Hylaeosaurus armatus
Source: http://spinops.blogspot.com/2012/07/hylaeosaurus-armatus.html
Name: Hylaeosaurus armatus
Name Meaning: Reptile of the Forest
First Described: 1833
Described By: Mantell
Classification: Dinosauria, Ornithischia, Genasauria, Thyreophora, Thyreophoroidea, Eurypoda, Ankylosauria, Nodosauridae, Polacanthinae
Hylaeosaurus is an actually fairly famous dinosaur - or at least, it should be - as it was one of the first dinosaurs to be discovered, and was one of the three dinosaurs Richard Owen based his definition of Dinosauria on.
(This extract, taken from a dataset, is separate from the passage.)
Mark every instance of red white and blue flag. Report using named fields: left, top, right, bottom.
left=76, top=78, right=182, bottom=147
Not as famous as the other two, Megalosaurus and Iguanodon, but that is hardly its fault. Well, maybe it is - much of its anatomy is unknown. It lived about 136 million years ago, in the Valanginian age of the Early Cretaceous period. It was found in West Sussex, England, and has gone through a variety of interesting reconstructions. Given it was discovered in the early days of dinosaur paleontology, a good portion of its reconstructions are of it looking like a deformed lizard. The fact that it was closer to being a bird than a lizard was not a fact early discoverers were aware of. It would have been about five meters long, and had curved spines at the shoulder. It would have been a Nodosaur, the group of Ankylosaurs that did not have clubs at the ends of their tails, and a fairly basal one at that.